Une cabale numérique qui secoue la presse

En juin 2025, une polémique enflamme les réseaux sociaux camerounais autour de la genèse de South Media Corporation (SMC), maison éditrice du quotidien Mutations. Des accusations de manipulation, de récupération politique et de réécriture de l’histoire médiatique poussent deux figures clés du projet Haman Mana, aujourd’hui directeur de publication du journal Le Jour, et Alphonse Soh, cadre à la Banque mondiale à sortir du silence pour rétablir les faits.
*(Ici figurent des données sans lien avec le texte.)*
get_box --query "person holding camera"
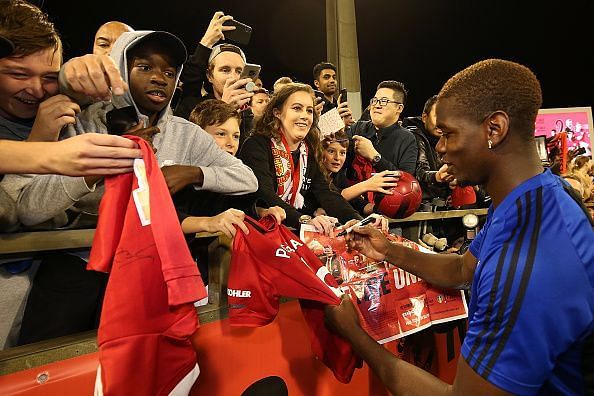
[313,62,355,126]
[174,11,254,141]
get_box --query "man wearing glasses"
[349,81,418,175]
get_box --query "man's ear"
[484,110,509,148]
[421,113,429,124]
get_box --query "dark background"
[43,0,594,115]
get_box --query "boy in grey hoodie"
[17,31,258,226]
[17,31,258,343]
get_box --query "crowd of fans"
[0,0,594,396]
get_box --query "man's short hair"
[423,95,437,115]
[438,59,542,140]
[126,31,187,70]
[0,0,62,56]
[208,43,247,65]
[376,80,408,105]
[313,62,337,80]
[272,77,293,92]
[189,99,241,129]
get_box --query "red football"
[374,171,423,219]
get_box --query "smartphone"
[239,63,261,81]
[314,89,324,100]
[223,19,252,45]
[105,106,138,135]
[340,88,347,103]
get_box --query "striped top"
[462,170,594,394]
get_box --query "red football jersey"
[87,136,206,395]
[227,217,362,383]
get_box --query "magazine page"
[301,225,468,344]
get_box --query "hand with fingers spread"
[363,170,399,195]
[307,215,338,236]
[200,11,235,48]
[126,123,160,153]
[435,164,455,183]
[256,206,287,224]
[27,95,80,142]
[344,222,390,261]
[205,208,249,238]
[369,213,390,232]
[161,165,204,195]
[221,78,254,109]
[60,54,128,101]
[39,133,142,176]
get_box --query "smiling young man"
[326,59,594,395]
[93,21,134,55]
[347,81,418,181]
[18,31,257,343]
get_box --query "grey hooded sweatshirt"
[17,31,258,226]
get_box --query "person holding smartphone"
[313,62,355,126]
[174,11,254,142]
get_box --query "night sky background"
[42,0,594,116]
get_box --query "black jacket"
[238,135,361,229]
[403,117,450,201]
[347,121,418,175]
[174,44,254,140]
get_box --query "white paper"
[318,107,344,138]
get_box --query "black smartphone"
[339,88,347,103]
[223,19,252,45]
[105,106,138,135]
[239,63,261,82]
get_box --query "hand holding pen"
[336,213,388,237]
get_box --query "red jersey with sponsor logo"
[227,217,362,383]
[87,136,206,395]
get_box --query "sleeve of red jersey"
[87,173,132,272]
[143,139,207,306]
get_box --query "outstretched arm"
[0,133,141,176]
[346,227,477,288]
[326,296,509,395]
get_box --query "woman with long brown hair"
[239,83,361,233]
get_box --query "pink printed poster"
[534,107,594,156]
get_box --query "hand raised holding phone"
[200,11,235,48]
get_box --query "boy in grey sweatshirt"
[17,31,258,226]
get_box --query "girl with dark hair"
[239,83,361,234]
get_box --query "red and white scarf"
[270,134,308,209]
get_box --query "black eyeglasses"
[369,98,402,107]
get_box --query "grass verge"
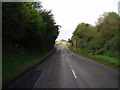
[66,43,120,70]
[2,49,55,86]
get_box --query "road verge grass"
[66,43,120,70]
[2,49,55,86]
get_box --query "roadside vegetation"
[2,2,59,86]
[67,12,120,70]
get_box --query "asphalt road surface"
[9,44,118,88]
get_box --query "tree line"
[69,12,120,58]
[2,2,60,53]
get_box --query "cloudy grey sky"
[39,0,120,40]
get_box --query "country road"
[9,44,118,88]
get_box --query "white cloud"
[40,0,119,40]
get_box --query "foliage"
[2,2,59,52]
[71,12,120,62]
[2,2,59,85]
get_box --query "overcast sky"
[40,0,120,40]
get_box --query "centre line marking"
[72,70,77,78]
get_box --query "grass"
[55,41,67,46]
[2,49,54,86]
[67,43,120,70]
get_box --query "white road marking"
[72,70,77,78]
[34,70,45,88]
[66,57,77,78]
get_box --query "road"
[9,44,118,88]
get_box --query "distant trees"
[2,2,59,51]
[71,12,120,56]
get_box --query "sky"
[39,0,120,40]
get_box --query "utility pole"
[118,1,120,16]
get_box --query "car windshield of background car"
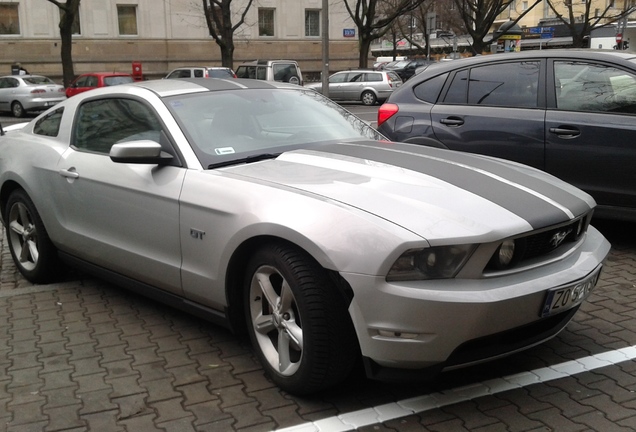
[24,75,55,85]
[167,89,386,166]
[104,76,134,86]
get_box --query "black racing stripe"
[319,141,589,229]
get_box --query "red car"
[66,72,134,97]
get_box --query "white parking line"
[277,345,636,432]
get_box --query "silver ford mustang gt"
[0,79,610,394]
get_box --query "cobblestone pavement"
[0,219,636,432]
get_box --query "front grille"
[485,213,592,271]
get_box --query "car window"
[329,74,347,83]
[75,76,89,87]
[86,75,97,87]
[413,73,448,103]
[272,63,298,82]
[24,76,55,85]
[33,108,64,136]
[73,98,161,154]
[444,70,468,104]
[554,61,636,114]
[468,61,540,108]
[104,76,134,86]
[348,72,364,82]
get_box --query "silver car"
[0,75,66,117]
[305,70,402,106]
[0,79,610,394]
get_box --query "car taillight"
[378,103,400,126]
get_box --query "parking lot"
[0,105,636,432]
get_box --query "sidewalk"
[0,226,636,432]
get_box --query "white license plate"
[541,266,601,317]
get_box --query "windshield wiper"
[208,153,280,169]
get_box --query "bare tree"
[203,0,253,68]
[547,0,636,48]
[46,0,80,87]
[454,0,542,55]
[344,0,427,68]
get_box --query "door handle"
[59,168,79,179]
[439,117,464,126]
[548,127,581,139]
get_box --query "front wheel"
[360,91,378,106]
[245,244,357,394]
[5,190,62,283]
[11,101,25,118]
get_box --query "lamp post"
[321,0,329,97]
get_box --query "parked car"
[390,58,435,81]
[166,66,236,79]
[0,79,610,394]
[0,75,66,117]
[378,49,636,221]
[66,72,135,97]
[305,70,402,105]
[236,60,303,85]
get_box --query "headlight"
[386,245,476,281]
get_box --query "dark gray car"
[378,50,636,221]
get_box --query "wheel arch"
[0,180,28,221]
[225,235,353,336]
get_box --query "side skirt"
[59,252,232,330]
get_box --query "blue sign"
[342,29,356,37]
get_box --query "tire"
[11,101,26,118]
[360,90,378,106]
[245,244,358,395]
[4,189,62,284]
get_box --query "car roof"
[409,49,636,76]
[107,78,310,97]
[78,72,132,76]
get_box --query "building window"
[305,10,320,36]
[258,8,275,36]
[117,5,137,36]
[0,3,20,35]
[71,9,82,36]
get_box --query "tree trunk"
[358,36,371,69]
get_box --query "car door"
[0,77,17,111]
[431,59,545,168]
[51,98,185,294]
[546,59,636,215]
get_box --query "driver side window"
[73,98,162,154]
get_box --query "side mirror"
[109,140,172,165]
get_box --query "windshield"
[167,88,385,167]
[24,75,55,85]
[104,75,134,86]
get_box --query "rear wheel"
[245,244,357,394]
[11,101,25,118]
[360,91,378,106]
[5,189,62,283]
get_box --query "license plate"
[541,266,601,317]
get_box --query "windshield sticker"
[214,147,236,156]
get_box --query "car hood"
[225,141,595,244]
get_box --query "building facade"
[0,0,358,78]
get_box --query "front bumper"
[343,227,610,375]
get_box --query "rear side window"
[468,62,540,108]
[554,61,636,114]
[33,108,64,136]
[413,73,450,103]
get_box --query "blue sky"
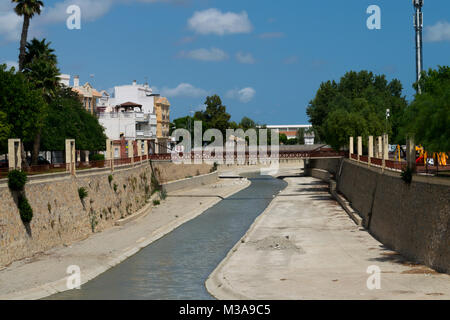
[0,0,450,124]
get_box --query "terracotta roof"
[156,97,170,106]
[118,102,142,107]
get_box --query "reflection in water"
[49,173,287,300]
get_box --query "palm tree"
[11,0,44,71]
[23,39,59,165]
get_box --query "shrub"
[78,187,88,200]
[211,162,218,173]
[8,170,27,191]
[89,153,105,161]
[159,189,167,200]
[18,195,33,223]
[150,174,161,192]
[401,167,413,184]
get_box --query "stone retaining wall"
[306,159,450,273]
[0,162,211,266]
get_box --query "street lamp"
[413,0,423,94]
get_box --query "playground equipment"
[416,146,448,166]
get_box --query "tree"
[307,71,407,149]
[194,95,231,137]
[23,39,59,164]
[42,87,107,151]
[0,65,47,154]
[12,0,44,71]
[239,117,256,131]
[402,66,450,152]
[297,128,306,144]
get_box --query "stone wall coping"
[344,159,450,186]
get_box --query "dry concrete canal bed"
[47,173,287,300]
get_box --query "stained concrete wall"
[0,162,211,266]
[306,159,450,273]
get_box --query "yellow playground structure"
[414,146,448,166]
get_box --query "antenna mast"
[413,0,423,94]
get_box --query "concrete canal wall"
[0,162,213,267]
[306,159,450,273]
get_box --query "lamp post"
[413,0,423,94]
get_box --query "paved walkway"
[0,179,250,299]
[206,177,450,300]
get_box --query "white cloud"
[236,52,255,64]
[188,8,253,36]
[0,60,19,71]
[0,12,23,41]
[225,87,256,103]
[259,32,285,39]
[161,83,208,98]
[425,21,450,42]
[283,56,298,64]
[180,48,228,61]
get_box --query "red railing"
[0,167,9,179]
[370,158,383,166]
[385,160,407,170]
[0,149,354,178]
[114,158,131,166]
[359,156,369,163]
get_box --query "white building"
[97,81,159,140]
[267,124,315,145]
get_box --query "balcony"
[149,114,158,125]
[136,130,154,138]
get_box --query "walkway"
[206,177,450,300]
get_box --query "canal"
[47,173,287,300]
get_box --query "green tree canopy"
[41,87,107,151]
[307,71,407,149]
[402,66,450,152]
[0,65,47,152]
[194,95,231,137]
[239,117,256,131]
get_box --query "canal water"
[47,173,287,300]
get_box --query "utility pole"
[413,0,423,94]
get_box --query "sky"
[0,0,450,125]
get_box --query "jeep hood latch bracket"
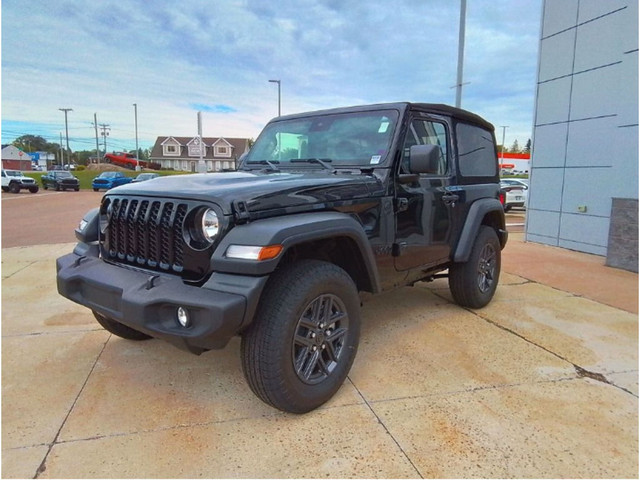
[231,200,251,224]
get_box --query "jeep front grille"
[100,196,212,280]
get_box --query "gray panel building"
[526,0,638,272]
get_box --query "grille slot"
[100,196,213,279]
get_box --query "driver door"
[395,116,453,271]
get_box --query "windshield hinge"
[231,200,251,224]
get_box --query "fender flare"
[211,212,381,292]
[453,198,507,263]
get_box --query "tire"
[93,312,152,341]
[449,225,501,308]
[241,260,360,413]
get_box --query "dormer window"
[162,137,180,157]
[213,138,233,158]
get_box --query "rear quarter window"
[456,123,498,177]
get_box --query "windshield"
[243,110,398,168]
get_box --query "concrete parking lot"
[1,192,639,478]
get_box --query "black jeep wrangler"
[57,103,507,413]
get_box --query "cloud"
[189,103,237,113]
[2,0,541,148]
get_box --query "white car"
[500,179,529,212]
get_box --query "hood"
[106,170,382,215]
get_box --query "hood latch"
[231,200,251,224]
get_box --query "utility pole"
[269,80,282,116]
[456,0,467,108]
[500,125,509,164]
[100,123,111,155]
[198,112,205,173]
[58,108,73,168]
[60,132,64,166]
[133,103,140,172]
[93,113,100,163]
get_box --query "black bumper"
[56,249,266,354]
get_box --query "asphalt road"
[1,189,525,248]
[1,189,104,248]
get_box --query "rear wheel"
[449,225,501,308]
[93,312,152,341]
[241,260,360,413]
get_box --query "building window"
[164,144,180,157]
[216,146,231,157]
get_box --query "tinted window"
[244,110,398,167]
[456,123,498,177]
[402,119,447,175]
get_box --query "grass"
[23,170,188,190]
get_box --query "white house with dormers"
[149,136,249,173]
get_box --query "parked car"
[500,180,529,212]
[91,172,131,192]
[40,170,80,192]
[500,178,529,190]
[132,173,160,183]
[2,170,38,193]
[57,103,508,413]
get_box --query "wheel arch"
[212,212,381,293]
[453,198,508,263]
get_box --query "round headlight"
[202,208,220,242]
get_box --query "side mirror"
[409,145,440,174]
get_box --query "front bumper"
[56,248,267,354]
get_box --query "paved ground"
[1,192,638,478]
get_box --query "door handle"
[442,193,460,207]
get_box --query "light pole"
[456,0,467,108]
[133,103,140,172]
[500,125,509,168]
[58,108,73,168]
[269,80,282,116]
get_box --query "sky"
[1,0,542,151]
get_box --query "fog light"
[178,307,191,328]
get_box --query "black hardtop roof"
[272,102,495,132]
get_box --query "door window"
[402,119,448,175]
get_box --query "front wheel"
[449,225,501,308]
[241,260,360,413]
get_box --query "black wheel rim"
[478,243,497,293]
[292,294,349,385]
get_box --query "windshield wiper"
[290,158,335,170]
[245,160,280,172]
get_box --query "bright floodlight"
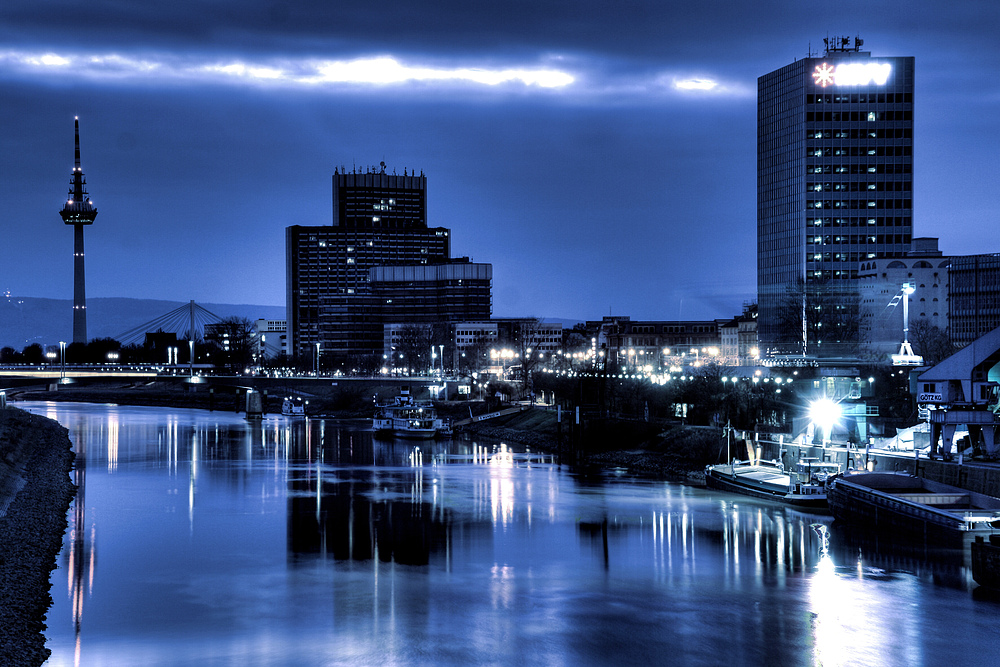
[809,398,841,437]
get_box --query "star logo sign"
[813,63,834,88]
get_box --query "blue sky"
[0,0,1000,326]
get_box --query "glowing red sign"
[813,63,892,88]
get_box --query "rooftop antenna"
[892,283,924,366]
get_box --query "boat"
[281,396,306,417]
[826,472,1000,547]
[971,534,1000,589]
[372,389,444,440]
[705,458,840,509]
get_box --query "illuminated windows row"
[806,93,913,104]
[806,162,913,174]
[806,111,913,123]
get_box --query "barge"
[826,472,1000,547]
[705,459,840,509]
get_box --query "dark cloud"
[0,0,1000,332]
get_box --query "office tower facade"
[59,118,97,344]
[948,253,1000,347]
[757,38,914,356]
[858,238,952,360]
[285,165,492,367]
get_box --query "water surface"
[21,403,1000,666]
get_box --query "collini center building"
[285,164,492,367]
[757,38,914,357]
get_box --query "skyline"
[0,1,1000,320]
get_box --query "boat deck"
[716,465,791,491]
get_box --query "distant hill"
[0,296,285,350]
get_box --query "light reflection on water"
[13,403,1000,665]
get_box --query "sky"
[0,0,1000,326]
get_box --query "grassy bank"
[0,408,75,667]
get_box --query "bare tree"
[908,317,955,364]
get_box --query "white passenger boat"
[705,458,840,509]
[372,389,444,440]
[281,396,306,417]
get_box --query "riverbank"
[458,408,721,483]
[9,381,722,482]
[0,407,76,667]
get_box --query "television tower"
[59,116,97,344]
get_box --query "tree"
[21,343,45,364]
[907,317,955,365]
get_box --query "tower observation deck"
[59,118,97,344]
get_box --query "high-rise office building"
[285,165,492,366]
[757,38,914,356]
[948,253,1000,347]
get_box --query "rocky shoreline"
[0,407,76,667]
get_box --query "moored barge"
[826,472,1000,547]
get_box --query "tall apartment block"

Une controverse alimentée par les réseaux sociaux

Tout part de déclarations attribuant à Protais Ayangma, homme d’affaires influent, la paternité exclusive du journal Mutations. Ces propos, relayés massivement en ligne, sont perçus comme une tentative de réécriture historique de ce média à des fins politiques, à quelques mois de l’élection présidentielle.

Dans un contexte où les réseaux sociaux sont devenus des amplificateurs de récits partisans, cette polémique révèle les tensions entre mémoire médiatique et enjeux électoraux.

Une mise au point historique et robuste

Dans un communiqué conjoint publié le 16 juin 2025, Haman Mana et Alphonse Soh clarifient : « L’idée de création de Mutations est née d’Alphonse Soh, qui l’a soumise à Maurice Kamto. Ce dernier a recommandé l’implication de Protais Ayangma, un ancien collaborateur. »

La société SMC est créée en 1997 sous forme de SARL, puis devient une SA en 2002. Répartition initiale du capital :

Actionnaire

Pourcentage

Protais Ayangma

39 %

Maurice Kamto

39 %

Alphonse Soh

10 %

Haman Mana

5 %

Ruth Masuke (épouse Ayangma)

7 %

En 2007, Haman Mana cède ses parts à Maurice Kamto, acte notarié à l’appui.

Les enjeux derrière la controverse

Cette affaire dépasse le cadre médiatique. Elle soulève des intérêts politiques, économiques et symboliques :

  • Protais Ayangma, proche de certains cercles d’affaires et politiques, pourrait bénéficier d’une réhabilitation publique en vue d’un positionnement stratégique.
  • Maurice Kamto, figure politique majeure, est indirectement impliqué dans la genèse du journal, ce qui alimente les interprétations partisanes.
  • Haman Mana, journaliste influent, défend une mémoire professionnelle face à la désinformation.
  • Alphonse Soh, aujourd’hui à la Banque mondiale, cherche à préserver l’intégrité historique du projet.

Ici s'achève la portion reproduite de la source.